Configuration
=============

Compared to other tools that may help you replicate Ethereum state locally,
Attestate's Crawler comes with plenty of configuration options. This page's
purpose is to serve as a reference for all configurable options.

Overview
--------

There are two files which we are using to configure the crawler:

* a ``.env`` file defines all environmental variables. We've built the crawler
  such that only variables go into it that aren't supposed to be checked into
  version control, e.g. your Infura API key.
* a ``config.mjs`` file that contains a sharable set up of crawler instructions.

First, let's walk you throught the ``.env`` file.

..  _configuration-environment-variables:

Environment Variables
---------------------

``@attestate/crawler`` internally uses `dotenv
<https://www.npmjs.com/package/dotenv>`_ to automatically load environment
variables from a ``.env`` file in the project root into Node.js's
``process.env`` object. However, if necessary, environment variables that have
already been set in, e.g., the ``.env`` file can be overwritten by passing them
before an invoking command.

``@attestate/crawler`` guarantees any downstream plugin or strategy the
presence and validity of environment variables. To avoid having to define
``.env`` files in applications that programmatically embed the crawler,
environment variables can be set in the config file and they'll be made
available through ``process.env``.

The environment variables with an asterisk \* are **required** for
``@attestate/crawler`` to run:

* ``RPC_HTTP_HOST``\* describes the host that Ethereum JSON-RPC extraction request are made against. It must be set to an URL to an Ethereum full node's JSON-RPC endpoint that starts with ``https://``. ``ws://`` or ``wss://`` prefixes are currently not supported. We support URLs that include the API's bearer token as is the case with, e.g., Infura or Alchemy.
* ``RPC_API_KEY`` is the API key for the host extraction requests are made against. It must be set if an Ethereum full node was provisioned behind an HTTP proxy that requires a bearer token authorization via the HTTP ``Authorization`` header. In this case, the header is structurally set as follows: ``Authorization: Bearer ${RPC_API_KEY}``.
* ``DATA_DIR``\* is the directory that stores all results from extraction and transformation of the crawler. It must be set to a file system path (relative or absolute).
* ``IPFS_HTTPS_GATEWAY``\* describes the host that IPFS extraction requests are made against. A list of publicly accessible IPFS gateways can be found `here <https://ipfs.github.io/public-gateway-checker/>`_.
* ``IPFS_HTTPS_GATEWAY_KEY`` is the API key for the IPFS host extraction requests are made against. It must be set if an IPFS node was provisioned behind an HTTP proxy that requires a bearer token authorization via the HTTP ``Authorization`` header. In this case, the header is structurally set as follows: ``Authorization: Bearer ${IPFS_HTTPS_GATEWAY_KEY}``.
* ``ARWEAVE_HTTPS_GATEWAY``\* describes the host that Arweave extraction requests are made against. A commonly-used Arweave gateway is ``https://arweave.net``.

.. note::
   In some cases, you may only work with Ethereum, however, the crawler will
   complain if, e.g., ``IPFS_HTTPS_GATEWAY`` isn't defined. Also, some Ethereum
   full node providers will append the API key in the ``RPC_HTTP_HOST`` URI. In
   those cases it is sufficient to define those variables as an empty string:
   ``RPC_API_KEY=""``.

Overwriting environment variables in the configuration
------------------------------------------------------

To use the crawler in downstream applications in JavaScript, we want to avoid
leaking the requirement of ``dotenv``, which requires a ``.env`` file to be
present in the application folder.

Hence, applications don't need to define the environmental variables in a
``.env`` file, they can pass those into the ``function boot(config)`` in
``config.environment``. However, those variables' names will then be mapped to
camel case such that ``RPC_HTTP_HOST`` becomes ``rpcHttpHost``.
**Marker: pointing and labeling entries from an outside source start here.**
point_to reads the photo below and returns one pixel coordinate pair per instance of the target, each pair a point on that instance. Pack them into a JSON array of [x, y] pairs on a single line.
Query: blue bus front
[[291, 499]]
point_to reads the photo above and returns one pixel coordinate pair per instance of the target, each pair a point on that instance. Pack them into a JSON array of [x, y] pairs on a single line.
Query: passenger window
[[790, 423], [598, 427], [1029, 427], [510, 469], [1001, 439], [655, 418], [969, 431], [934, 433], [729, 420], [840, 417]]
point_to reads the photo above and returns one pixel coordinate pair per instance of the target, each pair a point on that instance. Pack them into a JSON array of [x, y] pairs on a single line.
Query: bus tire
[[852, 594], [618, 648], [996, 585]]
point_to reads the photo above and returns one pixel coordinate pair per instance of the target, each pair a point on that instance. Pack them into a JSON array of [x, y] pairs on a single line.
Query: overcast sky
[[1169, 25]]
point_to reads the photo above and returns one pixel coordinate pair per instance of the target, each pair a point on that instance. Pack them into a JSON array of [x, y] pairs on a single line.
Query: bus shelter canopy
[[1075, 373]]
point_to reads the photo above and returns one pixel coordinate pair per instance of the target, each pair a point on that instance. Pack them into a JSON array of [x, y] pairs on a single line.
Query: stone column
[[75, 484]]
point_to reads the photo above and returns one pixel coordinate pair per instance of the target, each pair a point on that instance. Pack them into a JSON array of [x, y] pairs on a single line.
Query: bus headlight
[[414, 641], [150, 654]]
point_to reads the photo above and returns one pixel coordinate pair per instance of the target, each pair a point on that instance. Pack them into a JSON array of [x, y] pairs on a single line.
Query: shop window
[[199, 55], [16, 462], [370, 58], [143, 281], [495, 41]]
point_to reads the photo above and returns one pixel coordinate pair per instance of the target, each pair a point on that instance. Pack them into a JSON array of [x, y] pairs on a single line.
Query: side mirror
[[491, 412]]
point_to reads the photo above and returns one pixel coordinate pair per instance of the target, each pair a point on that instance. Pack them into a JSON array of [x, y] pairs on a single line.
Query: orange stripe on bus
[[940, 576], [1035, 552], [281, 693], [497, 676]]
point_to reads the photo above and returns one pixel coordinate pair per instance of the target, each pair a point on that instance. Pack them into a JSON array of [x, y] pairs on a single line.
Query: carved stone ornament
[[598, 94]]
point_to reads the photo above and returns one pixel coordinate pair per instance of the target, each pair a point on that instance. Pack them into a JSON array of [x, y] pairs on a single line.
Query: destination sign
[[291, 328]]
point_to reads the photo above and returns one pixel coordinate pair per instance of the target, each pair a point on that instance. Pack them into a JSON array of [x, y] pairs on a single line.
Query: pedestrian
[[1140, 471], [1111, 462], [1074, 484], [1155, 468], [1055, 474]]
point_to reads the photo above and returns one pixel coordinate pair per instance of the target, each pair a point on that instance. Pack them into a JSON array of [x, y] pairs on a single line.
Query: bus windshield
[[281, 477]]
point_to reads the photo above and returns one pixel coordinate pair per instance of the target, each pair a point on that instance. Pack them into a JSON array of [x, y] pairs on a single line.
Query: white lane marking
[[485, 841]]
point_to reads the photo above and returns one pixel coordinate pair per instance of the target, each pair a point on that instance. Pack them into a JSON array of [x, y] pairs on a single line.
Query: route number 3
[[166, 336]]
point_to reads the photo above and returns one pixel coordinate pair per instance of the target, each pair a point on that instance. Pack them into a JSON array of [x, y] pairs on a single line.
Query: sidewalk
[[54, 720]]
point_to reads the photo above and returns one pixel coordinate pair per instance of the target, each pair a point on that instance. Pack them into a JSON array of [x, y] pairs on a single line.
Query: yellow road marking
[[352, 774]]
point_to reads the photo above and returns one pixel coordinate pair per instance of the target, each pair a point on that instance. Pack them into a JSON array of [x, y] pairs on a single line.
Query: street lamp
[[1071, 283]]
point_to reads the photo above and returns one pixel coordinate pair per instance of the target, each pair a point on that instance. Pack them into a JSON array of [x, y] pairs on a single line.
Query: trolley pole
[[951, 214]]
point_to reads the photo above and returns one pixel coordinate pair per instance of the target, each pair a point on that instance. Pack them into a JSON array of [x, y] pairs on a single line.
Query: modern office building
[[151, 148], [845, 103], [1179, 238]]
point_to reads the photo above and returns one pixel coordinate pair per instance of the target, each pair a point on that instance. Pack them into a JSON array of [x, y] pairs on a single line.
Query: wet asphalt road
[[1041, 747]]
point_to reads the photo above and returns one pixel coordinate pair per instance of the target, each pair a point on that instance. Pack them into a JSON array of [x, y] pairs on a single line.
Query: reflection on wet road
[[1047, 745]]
Defining ``config.environment.rpcHttpHost`` will take presedence over
``RPC_HTTP_HOST``.

.. note::
   For all downstream applications, like strategies, the environment variables
   will always be defined, independently of whether the developer choses to
   write them in the ``config.mjs`` or ``.env`` file.


..  _configuration-crawl-path:

Configuration File
------------------

The configuration file is a ``.mjs`` that, using ESM's ``export default``,
exports a list of tasks to be run. It is normatively specified as a JSON schema
in the `code base
<https://github.com/attestate/crawler/blob/main/src/schemata/configuration.mjs>`_.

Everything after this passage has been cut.